Oh Dae-o berasumsi Noh Ae-jung akan meninggalkannya kalau tahu masalah keuangan yang dialaminya. Akibatnya, Oh Dae-o tampak sibuk sendiri. Noh Ae-jung merasa sedih karena terus dikecewakan, merasa Oh Dae-o tidak lagi memperhatikan dirinya. Puncaknya Noh Ae-jung berasumsi bahwa Oh Dae-o telah berselingkuh. Asumsi yang berefek panjang, yang membuat Noh Ae-jung mengambil tindakan, suatu pilihan yang kemudian mempengaruhi banyak orang. 
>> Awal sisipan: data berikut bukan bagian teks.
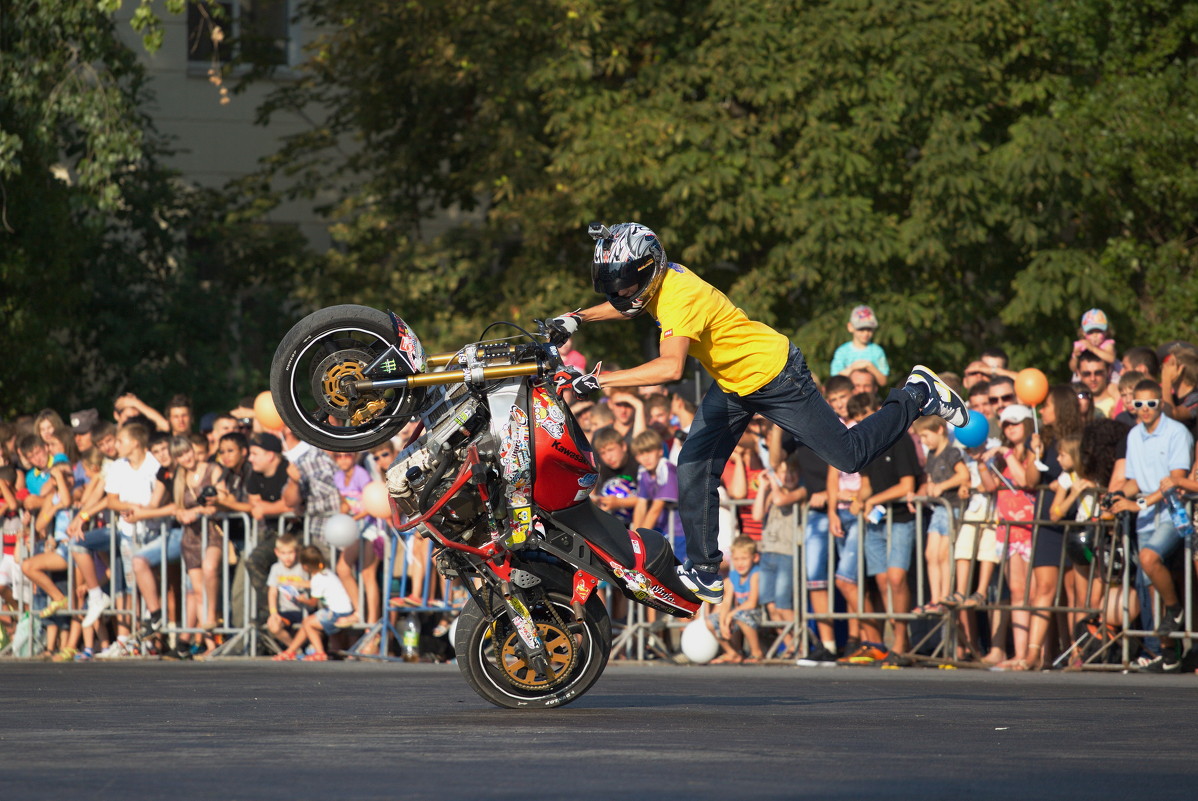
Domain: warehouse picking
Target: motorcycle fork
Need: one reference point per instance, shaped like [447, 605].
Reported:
[530, 641]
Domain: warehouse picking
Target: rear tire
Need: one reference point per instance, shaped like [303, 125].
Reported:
[477, 656]
[321, 350]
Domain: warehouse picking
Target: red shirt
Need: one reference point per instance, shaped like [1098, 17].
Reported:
[755, 479]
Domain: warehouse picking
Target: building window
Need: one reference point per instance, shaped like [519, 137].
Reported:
[253, 31]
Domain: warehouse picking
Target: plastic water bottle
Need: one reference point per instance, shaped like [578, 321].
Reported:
[1180, 516]
[411, 638]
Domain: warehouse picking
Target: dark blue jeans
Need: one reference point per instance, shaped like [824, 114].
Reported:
[793, 401]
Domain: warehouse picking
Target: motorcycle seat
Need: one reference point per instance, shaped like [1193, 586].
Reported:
[611, 535]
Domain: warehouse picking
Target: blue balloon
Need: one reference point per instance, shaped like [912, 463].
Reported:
[975, 431]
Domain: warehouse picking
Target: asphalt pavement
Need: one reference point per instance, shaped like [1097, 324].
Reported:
[258, 729]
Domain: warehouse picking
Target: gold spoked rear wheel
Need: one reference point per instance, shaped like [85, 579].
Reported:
[560, 645]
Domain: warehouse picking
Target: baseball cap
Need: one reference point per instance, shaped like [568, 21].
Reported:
[1094, 320]
[1015, 413]
[267, 442]
[863, 317]
[84, 422]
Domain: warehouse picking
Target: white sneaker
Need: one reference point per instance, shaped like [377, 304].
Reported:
[96, 606]
[942, 400]
[115, 650]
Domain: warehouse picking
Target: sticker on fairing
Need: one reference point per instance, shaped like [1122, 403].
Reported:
[550, 417]
[521, 517]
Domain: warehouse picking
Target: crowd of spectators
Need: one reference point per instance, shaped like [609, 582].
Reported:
[115, 499]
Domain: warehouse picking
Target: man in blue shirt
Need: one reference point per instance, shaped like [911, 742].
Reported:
[1157, 448]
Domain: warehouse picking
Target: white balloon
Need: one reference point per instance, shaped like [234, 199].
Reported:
[699, 644]
[340, 531]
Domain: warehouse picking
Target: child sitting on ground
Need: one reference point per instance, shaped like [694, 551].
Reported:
[284, 584]
[1096, 338]
[657, 490]
[332, 604]
[739, 605]
[947, 472]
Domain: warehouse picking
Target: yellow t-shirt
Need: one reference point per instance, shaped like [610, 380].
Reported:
[743, 356]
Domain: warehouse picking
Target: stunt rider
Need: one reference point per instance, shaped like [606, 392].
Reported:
[756, 371]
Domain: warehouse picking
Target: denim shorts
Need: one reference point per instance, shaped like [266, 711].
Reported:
[328, 619]
[1162, 538]
[815, 548]
[775, 581]
[879, 558]
[848, 547]
[751, 618]
[941, 522]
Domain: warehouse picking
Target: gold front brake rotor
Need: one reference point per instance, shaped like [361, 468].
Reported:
[561, 648]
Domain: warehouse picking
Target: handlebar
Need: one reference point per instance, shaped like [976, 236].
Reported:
[536, 359]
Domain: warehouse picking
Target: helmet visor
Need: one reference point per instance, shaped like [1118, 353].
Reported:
[616, 277]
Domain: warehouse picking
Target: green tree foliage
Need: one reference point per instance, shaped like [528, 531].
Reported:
[981, 171]
[114, 277]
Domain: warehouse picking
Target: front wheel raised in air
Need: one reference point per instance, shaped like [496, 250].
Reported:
[313, 368]
[491, 663]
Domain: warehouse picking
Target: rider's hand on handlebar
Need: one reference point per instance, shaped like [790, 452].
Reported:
[563, 327]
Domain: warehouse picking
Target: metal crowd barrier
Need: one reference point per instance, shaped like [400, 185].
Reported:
[236, 633]
[1097, 647]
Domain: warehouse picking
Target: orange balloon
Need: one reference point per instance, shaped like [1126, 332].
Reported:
[375, 499]
[265, 411]
[1032, 387]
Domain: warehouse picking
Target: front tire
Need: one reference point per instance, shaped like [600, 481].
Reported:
[319, 355]
[479, 657]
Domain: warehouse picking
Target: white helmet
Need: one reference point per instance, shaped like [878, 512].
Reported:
[629, 265]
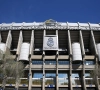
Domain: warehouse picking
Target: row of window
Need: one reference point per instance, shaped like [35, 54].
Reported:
[50, 62]
[60, 75]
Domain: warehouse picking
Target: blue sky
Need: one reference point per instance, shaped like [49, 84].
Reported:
[41, 10]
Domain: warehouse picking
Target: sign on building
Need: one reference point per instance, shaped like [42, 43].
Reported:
[50, 42]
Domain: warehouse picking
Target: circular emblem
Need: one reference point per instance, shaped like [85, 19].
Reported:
[50, 42]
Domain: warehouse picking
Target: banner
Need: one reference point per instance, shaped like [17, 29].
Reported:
[50, 43]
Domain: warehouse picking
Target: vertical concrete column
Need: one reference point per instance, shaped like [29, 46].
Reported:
[70, 66]
[93, 42]
[84, 81]
[57, 53]
[69, 44]
[0, 37]
[81, 42]
[20, 41]
[18, 52]
[83, 54]
[9, 40]
[30, 64]
[43, 55]
[96, 58]
[97, 82]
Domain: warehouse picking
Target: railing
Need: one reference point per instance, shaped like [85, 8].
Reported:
[63, 81]
[36, 81]
[11, 81]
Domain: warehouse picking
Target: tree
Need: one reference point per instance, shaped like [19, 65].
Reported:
[9, 68]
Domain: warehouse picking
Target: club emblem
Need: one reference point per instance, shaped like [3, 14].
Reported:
[50, 42]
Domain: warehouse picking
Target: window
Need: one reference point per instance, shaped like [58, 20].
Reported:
[63, 62]
[48, 75]
[87, 75]
[75, 75]
[50, 62]
[37, 62]
[89, 62]
[63, 75]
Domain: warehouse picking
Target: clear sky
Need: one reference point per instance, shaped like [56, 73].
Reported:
[41, 10]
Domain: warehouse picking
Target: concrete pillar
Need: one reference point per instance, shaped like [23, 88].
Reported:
[83, 75]
[30, 64]
[81, 42]
[9, 40]
[70, 66]
[0, 37]
[43, 80]
[43, 55]
[18, 52]
[70, 74]
[30, 75]
[69, 43]
[57, 53]
[20, 41]
[97, 82]
[83, 66]
[93, 42]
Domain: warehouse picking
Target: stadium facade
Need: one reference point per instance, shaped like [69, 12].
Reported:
[57, 55]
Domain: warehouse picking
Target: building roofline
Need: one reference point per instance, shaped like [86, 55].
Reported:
[50, 25]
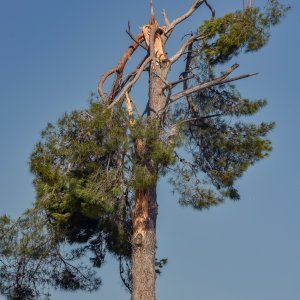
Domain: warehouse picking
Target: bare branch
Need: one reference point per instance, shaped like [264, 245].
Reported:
[217, 81]
[188, 62]
[101, 83]
[171, 85]
[181, 50]
[202, 86]
[118, 69]
[167, 21]
[128, 31]
[132, 74]
[213, 12]
[183, 17]
[128, 86]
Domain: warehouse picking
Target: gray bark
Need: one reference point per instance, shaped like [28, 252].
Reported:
[144, 213]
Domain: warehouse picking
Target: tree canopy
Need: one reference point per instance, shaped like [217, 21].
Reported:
[88, 166]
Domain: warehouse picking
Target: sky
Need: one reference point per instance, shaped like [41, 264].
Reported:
[52, 54]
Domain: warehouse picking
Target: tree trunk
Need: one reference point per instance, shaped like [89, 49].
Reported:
[143, 244]
[144, 213]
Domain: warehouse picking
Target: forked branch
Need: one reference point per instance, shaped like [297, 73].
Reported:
[185, 45]
[217, 81]
[129, 85]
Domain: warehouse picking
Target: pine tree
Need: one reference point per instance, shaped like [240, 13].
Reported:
[97, 169]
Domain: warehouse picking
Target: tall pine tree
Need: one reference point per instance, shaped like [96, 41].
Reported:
[96, 170]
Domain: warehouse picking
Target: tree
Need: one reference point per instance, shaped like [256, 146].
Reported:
[96, 170]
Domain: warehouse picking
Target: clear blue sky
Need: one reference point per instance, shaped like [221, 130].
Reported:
[52, 54]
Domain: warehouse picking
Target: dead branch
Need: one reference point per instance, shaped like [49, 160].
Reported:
[129, 85]
[217, 81]
[188, 63]
[119, 69]
[128, 31]
[181, 50]
[213, 12]
[171, 85]
[167, 21]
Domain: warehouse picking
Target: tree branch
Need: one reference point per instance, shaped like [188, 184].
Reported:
[128, 86]
[220, 80]
[213, 12]
[118, 69]
[167, 21]
[181, 50]
[128, 31]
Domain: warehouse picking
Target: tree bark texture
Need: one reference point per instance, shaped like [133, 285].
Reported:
[143, 244]
[145, 209]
Pilihan Noh Ae-jung membuat Ha Nee tidak mengenal siapa ayah kandungnya. Sudah lama Ha Nee memutuskan untuk tidak lagi bertanya tentang ayahnya, karena setiap kali dia bertanya, ibunya menjadi sedih. Namun sebenarnya Ha Nee menyimpan kerinduan akan sosok seorang ayah. Karena tidak punya ayah, Ha Nee menjadi sasaran perundungan di sekolah. Ha Nee yang mewarisi watak keras dan pejuang dari ibunya tentu tidak tinggal diam dan membalas perlakuan jahat yang diterimanya. Akibatnya, Ha Nee kerap berpindah-pindah sekolah. 
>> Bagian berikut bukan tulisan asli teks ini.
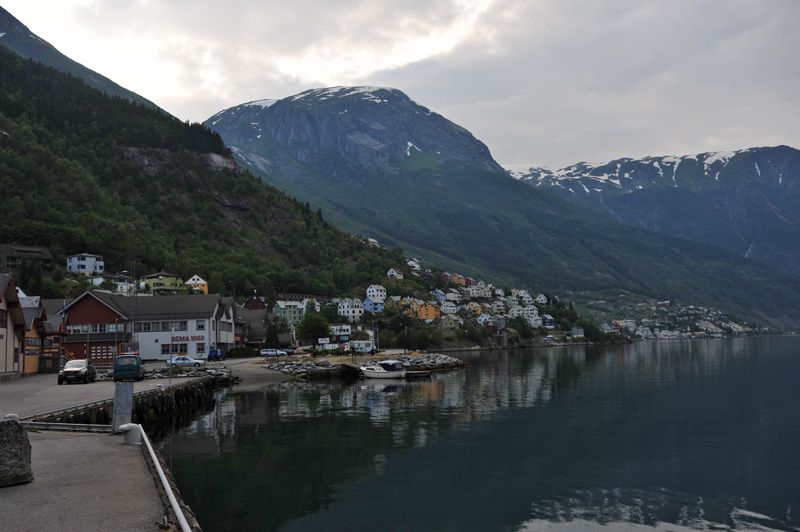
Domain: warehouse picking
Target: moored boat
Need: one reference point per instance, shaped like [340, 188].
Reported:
[385, 369]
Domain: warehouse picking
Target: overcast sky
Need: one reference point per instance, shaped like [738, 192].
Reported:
[541, 82]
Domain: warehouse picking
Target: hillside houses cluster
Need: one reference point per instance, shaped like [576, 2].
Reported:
[465, 300]
[666, 320]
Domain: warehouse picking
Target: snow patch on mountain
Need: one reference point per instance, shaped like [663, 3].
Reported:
[260, 103]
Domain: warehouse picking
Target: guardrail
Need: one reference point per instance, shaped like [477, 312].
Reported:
[131, 439]
[67, 427]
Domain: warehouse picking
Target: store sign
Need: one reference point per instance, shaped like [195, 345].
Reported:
[194, 338]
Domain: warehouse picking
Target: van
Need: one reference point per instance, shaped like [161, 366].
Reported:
[128, 366]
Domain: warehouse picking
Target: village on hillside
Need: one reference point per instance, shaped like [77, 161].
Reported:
[165, 315]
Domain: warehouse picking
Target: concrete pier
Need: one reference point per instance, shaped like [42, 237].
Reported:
[83, 482]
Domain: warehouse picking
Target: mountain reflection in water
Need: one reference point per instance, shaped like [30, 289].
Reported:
[656, 435]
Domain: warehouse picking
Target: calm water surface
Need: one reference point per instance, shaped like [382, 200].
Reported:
[670, 435]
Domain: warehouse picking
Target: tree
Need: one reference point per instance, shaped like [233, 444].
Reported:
[313, 326]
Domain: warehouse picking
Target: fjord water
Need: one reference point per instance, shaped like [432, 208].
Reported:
[655, 435]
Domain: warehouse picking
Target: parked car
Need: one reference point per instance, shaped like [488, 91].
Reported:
[77, 371]
[215, 354]
[184, 361]
[128, 366]
[272, 353]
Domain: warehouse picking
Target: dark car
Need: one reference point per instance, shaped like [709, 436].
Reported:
[128, 366]
[77, 371]
[216, 354]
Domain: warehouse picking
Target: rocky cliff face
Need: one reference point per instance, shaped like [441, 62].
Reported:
[745, 201]
[380, 165]
[374, 128]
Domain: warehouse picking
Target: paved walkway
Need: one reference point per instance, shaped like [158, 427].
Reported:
[83, 482]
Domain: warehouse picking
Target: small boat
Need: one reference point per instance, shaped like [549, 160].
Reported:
[385, 369]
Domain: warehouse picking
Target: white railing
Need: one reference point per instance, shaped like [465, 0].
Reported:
[134, 433]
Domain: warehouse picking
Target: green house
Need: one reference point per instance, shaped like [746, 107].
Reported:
[163, 283]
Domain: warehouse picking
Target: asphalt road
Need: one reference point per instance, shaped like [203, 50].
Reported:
[40, 392]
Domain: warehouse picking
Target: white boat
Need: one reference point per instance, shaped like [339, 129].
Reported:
[385, 369]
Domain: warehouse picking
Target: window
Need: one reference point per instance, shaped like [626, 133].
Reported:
[173, 349]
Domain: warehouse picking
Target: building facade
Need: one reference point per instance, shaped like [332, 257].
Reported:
[87, 264]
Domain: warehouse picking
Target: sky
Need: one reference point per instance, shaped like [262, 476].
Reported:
[540, 82]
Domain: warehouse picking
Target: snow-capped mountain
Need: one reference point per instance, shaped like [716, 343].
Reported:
[746, 201]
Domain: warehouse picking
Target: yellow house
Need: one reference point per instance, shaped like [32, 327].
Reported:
[475, 308]
[197, 284]
[412, 304]
[458, 279]
[35, 335]
[428, 311]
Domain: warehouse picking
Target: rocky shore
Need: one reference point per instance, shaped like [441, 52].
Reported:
[309, 368]
[218, 370]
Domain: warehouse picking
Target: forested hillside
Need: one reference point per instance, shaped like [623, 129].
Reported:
[82, 172]
[380, 164]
Drama ini awalnya berjalan lambat. Cukup lama sampai aku akhirnya menikmati jalan cerita dan mulai penasaran akan kelanjutan kisahnya. Dari semua pemain, aku paling suka dengan kemampuan akting aktris cilik, Um Chae-young, pemeran Noh Ha-nee. Istimewanya lagi, drama ini “menyuguhkan” empat oppa tampan sekaligus, yang berusaha merebut hati Noh Ae-jung. Favoritku adalah boss mafia, Kim Min-joon oppa. Cakepnya matang puun euy.. hahaha


Parade Empat Oppa Tampan
Son Ho-jun, Song Jong-ho, Koo Ja-sung, dan favoritku, Kim Min-joon
(sumber: zero-lite.com)


Drama ini sarat dengan pesan moral. Mengisahkan cinta orang tua yang begitu besar kepada anaknya, yang akan melakukan apa saja untuk melindungi mereka. Mengingatkan kita untuk tetap berjuang dan tidak melepaskan mimpi-mimpi kita. Tentang asumsi yang berujung menyakiti. Tentang hidup yang harus berbagi, karena kita tidak harus sendiri. 
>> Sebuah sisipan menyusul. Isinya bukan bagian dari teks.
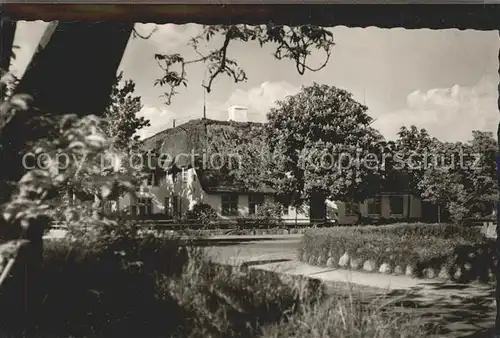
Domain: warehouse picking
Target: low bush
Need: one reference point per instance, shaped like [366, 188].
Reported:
[419, 250]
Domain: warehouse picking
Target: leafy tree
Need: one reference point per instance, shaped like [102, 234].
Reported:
[119, 125]
[33, 199]
[269, 213]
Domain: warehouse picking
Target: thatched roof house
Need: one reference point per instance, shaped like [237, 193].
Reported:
[184, 145]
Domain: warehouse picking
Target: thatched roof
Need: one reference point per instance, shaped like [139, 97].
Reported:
[189, 141]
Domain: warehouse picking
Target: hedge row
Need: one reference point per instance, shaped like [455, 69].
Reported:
[446, 252]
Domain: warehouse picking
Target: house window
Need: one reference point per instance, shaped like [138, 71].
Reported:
[144, 206]
[184, 175]
[351, 209]
[229, 205]
[396, 205]
[285, 209]
[253, 201]
[374, 206]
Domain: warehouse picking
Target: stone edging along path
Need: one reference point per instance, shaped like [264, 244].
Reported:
[346, 261]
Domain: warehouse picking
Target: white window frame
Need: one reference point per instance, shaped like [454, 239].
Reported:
[152, 180]
[351, 209]
[145, 204]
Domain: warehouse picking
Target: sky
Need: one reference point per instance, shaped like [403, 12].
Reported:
[443, 80]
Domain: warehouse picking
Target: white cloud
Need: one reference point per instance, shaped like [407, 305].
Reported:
[447, 113]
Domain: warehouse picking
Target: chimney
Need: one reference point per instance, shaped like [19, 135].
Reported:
[238, 114]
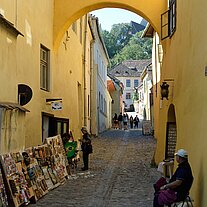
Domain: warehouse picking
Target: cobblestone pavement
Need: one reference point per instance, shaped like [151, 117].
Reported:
[120, 174]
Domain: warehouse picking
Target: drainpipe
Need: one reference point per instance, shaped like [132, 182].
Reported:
[84, 71]
[92, 79]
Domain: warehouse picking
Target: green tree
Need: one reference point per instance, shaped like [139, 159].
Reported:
[122, 45]
[117, 38]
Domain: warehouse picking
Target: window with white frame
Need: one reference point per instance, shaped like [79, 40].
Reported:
[168, 21]
[128, 95]
[136, 82]
[44, 68]
[172, 17]
[128, 83]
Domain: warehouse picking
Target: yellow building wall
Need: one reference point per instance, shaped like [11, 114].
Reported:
[22, 65]
[185, 61]
[65, 14]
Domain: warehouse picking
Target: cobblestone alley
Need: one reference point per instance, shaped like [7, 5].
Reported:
[120, 174]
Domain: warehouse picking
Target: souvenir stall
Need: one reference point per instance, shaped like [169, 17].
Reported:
[34, 172]
[26, 176]
[58, 157]
[20, 189]
[3, 195]
[43, 155]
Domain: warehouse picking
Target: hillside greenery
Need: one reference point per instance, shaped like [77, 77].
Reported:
[122, 45]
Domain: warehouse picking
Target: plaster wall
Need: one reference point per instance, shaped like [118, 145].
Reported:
[184, 62]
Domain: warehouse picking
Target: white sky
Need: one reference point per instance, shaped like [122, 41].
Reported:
[108, 17]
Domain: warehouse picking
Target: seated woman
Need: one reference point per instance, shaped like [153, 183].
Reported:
[179, 185]
[70, 146]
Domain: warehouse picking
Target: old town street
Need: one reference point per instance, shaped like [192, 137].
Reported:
[120, 174]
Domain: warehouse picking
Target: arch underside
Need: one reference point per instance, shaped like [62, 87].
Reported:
[66, 12]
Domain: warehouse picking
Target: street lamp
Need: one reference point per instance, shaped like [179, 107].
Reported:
[164, 90]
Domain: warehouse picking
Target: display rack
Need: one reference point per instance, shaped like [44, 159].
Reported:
[35, 174]
[3, 195]
[58, 157]
[43, 155]
[19, 188]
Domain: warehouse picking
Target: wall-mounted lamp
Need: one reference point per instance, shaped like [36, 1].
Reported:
[160, 53]
[164, 90]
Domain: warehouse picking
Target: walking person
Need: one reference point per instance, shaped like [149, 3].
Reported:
[131, 121]
[125, 120]
[115, 121]
[85, 146]
[136, 122]
[120, 119]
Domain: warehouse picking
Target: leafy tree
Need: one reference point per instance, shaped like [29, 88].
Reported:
[122, 45]
[117, 38]
[137, 48]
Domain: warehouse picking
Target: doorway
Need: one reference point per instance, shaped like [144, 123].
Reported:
[52, 126]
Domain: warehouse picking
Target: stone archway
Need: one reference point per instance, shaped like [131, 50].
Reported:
[171, 133]
[66, 12]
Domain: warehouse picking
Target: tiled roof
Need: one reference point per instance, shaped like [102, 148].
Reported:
[130, 68]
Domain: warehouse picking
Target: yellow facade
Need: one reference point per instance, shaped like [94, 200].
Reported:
[20, 63]
[184, 64]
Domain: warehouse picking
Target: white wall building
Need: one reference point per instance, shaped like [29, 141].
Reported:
[146, 77]
[129, 73]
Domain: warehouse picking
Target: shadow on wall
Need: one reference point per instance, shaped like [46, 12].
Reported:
[200, 192]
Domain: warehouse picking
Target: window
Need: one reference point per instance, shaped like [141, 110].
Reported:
[74, 27]
[44, 68]
[172, 17]
[136, 82]
[128, 95]
[81, 30]
[168, 20]
[128, 83]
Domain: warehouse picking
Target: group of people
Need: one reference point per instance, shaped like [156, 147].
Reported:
[166, 192]
[178, 187]
[125, 120]
[70, 146]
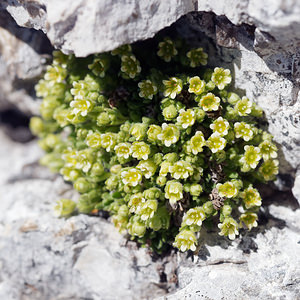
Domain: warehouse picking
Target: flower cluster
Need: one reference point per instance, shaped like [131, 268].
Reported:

Bagaimana kelanjutan kisah ini? Apakah si tiga sekawan berhasil memproduksi film dan menyelamatkan perusahaan Noh Ae-jung dari kebangkrutan? Siapakah ayah kandung Noh Ha-nee? Siapa kah yang akhirnya berhasil merebut hati Noh Ae-jung? Saksikan penayangannya setiap hari Rabu dan Kamis pukul 21.00 di Netflix.